Au milieu de ce tumulte et malgré la pression, Ander n’est toujours pas convaincu de la culpabilité de Wolphram. Son propre passé lui revient en pleine face, en particulier ses années d’internat au lycée, où Mr Wolphram a été son professeur. Un pensionnat privé, chic et cher, dans lequel les problèmes de harcèlement étaient aussi courants qu’étouffés.
Si vous chercher un polar trépidant et plein de rebondissements, passez votre chemin, ce « Jetez-moi aux chiens » n’est pas pour vous. Ici le rythme est lent, presque contemplatif tant on a l’impression qu’il ne s’y passe rien et qu’en réalité tout se déroule dans le passé commun à Ander et Wolphram. Un fil relie cependant le passé et le présent : le harcèlement. Celui (même si on n’employait pas ce terme-là à l’époque) dont ont pu être victimes de nombreux enfants et adolescents dans les internats des années 90 en Angleterre de la part de leurs professeurs, et celui, contemporain et relayé par les réseaux sociaux et une certaine catégorie de médias, qui peut se déchaîner à l’encontre de tout qui ne correspondrait pas à la norme, et qui servirait par conséquent de bouc émissaire à la vindicte bien-pensante.
Un roman psychologique bien plus qu’un thriller, donc, finement mené dans une ambiance lourde et mélancolique, qui dénonce et décortique le processus du lynchage, et qui parle aussi des cicatrices laissées par les blessures d’enfance.
Rumeur et journaux peoples...un excellent livre désarçonnant par sa construction, et les thèmes sociétaux abordés! Un polar certes, mais qui évoque le harcèlement ,la différence ,la pédophilie, la solitude ou le besoin d'être en couple , les sites de rencontres et le monde de l'éducation...anglaise ,l'adolescence et sa cruauté! Une lecture qui sollicite votre réflexion ,qui anéantit le médiocre ,qui marque et invite à la réflexion.EXCELLENT!
Ça commence comme un roman policier avant de révéler des facettes bien plus complexes. Plus subtiles aussi. Contrairement au premier roman de Patrick McGuinness, l'excellent Les Cent derniers jours, qui nous embarquait dans la Roumanie de fin de règne de Ceaucescu, celui-ci est anglais jusqu'au bout des ongles. Dans son décor, ses protagonistes et surtout le regard qu'il pose sur la société anglaise et l'un de ses piliers : le collège anglais. L'auteur prend son temps, ignore les lignes droites et j'avoue qu'il m'a fallu m'y reprendre à deux fois pour entrer. Mais j'ai bien fait d'écouter la petite voix qui me soufflait de ne pas renoncer, petite voix certainement influencée par cette atmosphère qui s'accrochait à mon esprit malgré tout et laissait augurer d'un vrai fond.
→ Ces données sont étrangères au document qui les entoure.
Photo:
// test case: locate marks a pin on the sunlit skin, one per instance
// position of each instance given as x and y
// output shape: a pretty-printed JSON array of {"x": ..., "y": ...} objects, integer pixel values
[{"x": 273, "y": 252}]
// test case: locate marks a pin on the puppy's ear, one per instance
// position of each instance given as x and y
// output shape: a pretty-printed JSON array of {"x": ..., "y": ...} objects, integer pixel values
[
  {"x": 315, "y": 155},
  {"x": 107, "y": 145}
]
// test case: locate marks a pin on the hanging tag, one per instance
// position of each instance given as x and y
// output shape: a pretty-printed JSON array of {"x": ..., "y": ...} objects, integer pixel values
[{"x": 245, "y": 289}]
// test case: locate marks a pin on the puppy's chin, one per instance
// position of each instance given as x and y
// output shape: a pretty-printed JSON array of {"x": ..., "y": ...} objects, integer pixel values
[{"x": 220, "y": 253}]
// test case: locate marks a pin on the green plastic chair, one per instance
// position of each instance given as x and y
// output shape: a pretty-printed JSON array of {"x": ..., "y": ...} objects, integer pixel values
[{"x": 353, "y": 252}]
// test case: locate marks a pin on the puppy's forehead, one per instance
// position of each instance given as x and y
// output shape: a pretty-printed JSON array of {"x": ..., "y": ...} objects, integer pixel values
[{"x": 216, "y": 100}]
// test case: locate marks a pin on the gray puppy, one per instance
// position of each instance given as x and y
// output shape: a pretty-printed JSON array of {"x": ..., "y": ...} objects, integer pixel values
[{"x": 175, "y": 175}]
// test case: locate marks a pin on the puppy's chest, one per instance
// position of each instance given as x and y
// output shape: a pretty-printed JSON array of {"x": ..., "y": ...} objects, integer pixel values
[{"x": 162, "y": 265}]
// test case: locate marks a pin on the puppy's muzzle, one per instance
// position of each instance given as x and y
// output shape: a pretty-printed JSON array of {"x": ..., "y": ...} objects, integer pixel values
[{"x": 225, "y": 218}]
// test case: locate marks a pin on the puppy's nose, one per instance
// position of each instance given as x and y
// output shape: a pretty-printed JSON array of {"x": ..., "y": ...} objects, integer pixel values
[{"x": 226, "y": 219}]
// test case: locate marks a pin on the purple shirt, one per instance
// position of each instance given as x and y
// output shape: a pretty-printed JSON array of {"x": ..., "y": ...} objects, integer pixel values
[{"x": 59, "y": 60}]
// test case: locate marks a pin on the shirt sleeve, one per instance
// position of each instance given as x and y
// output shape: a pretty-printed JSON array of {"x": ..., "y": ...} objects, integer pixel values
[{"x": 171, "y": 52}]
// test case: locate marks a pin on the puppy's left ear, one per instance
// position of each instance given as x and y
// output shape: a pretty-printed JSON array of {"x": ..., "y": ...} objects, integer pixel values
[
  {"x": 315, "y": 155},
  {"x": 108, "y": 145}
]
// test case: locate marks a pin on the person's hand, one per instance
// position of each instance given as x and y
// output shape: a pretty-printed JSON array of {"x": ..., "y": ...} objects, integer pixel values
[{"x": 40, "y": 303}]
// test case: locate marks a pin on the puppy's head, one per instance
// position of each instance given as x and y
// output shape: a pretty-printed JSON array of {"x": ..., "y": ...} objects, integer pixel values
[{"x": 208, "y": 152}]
"On prend toujours la question à l'envers : on s'intéresse à la manière dont les choses arrivent, jamais à la manière dont elles n'arrivent pas ; on ne pense pas assez à ce qui aurait pu arriver, à ce qui a failli arriver, à ce qui résonne encore, fantôme du peut-être, soupirant après sa vie dans l'anti-fait".
Dans un comté au sud de Londres, une ville portuaire, une jeune femme est retrouvée morte dans une décharge ; les soupçons de la police se portent sur son voisin, M. Wolphram un professeur à la retraite, vieux garçon solitaire, deux caractéristiques suffisantes pour que son entourage le trouve "bizarre". Placé en garde à vue et interrogé, ce dernier se montre peu coopératif tandis qu'à proximité du commissariat, l'hostilité de la foule monte, attisée par une campagne de presse persuadée de tenir son coupable. Wolpham est "le monstre idéal. En plus, il lit des livres". Gary et Anders sont les deux inspecteurs en charge de l'affaire. Le premier est convaincu de la culpabilité du suspect tandis que l'attitude d'Anders est plus réservée et précautionneuse. Il faut dire qu'il connait Wolphram, quelques dizaines d'années auparavant il a été son élève dans le collège privé qu'il a fréquenté à l'adolescence. Des réminiscences affleurent alors et ses souvenirs se mêlent à ses recherches dans le cadre de l'enquête. Car si Anders s'intéresse à ce que l'on ne voit pas, s'il aime aller au-delà des apparences, c'est que ces années de collège lui ont appris bien plus que les contenus des matières étudiées ; microcosme très particulier, catalyseur du système de classes anglais, le collège est un lieu où se jouent de façon très précoce des trajectoires de toute une vie.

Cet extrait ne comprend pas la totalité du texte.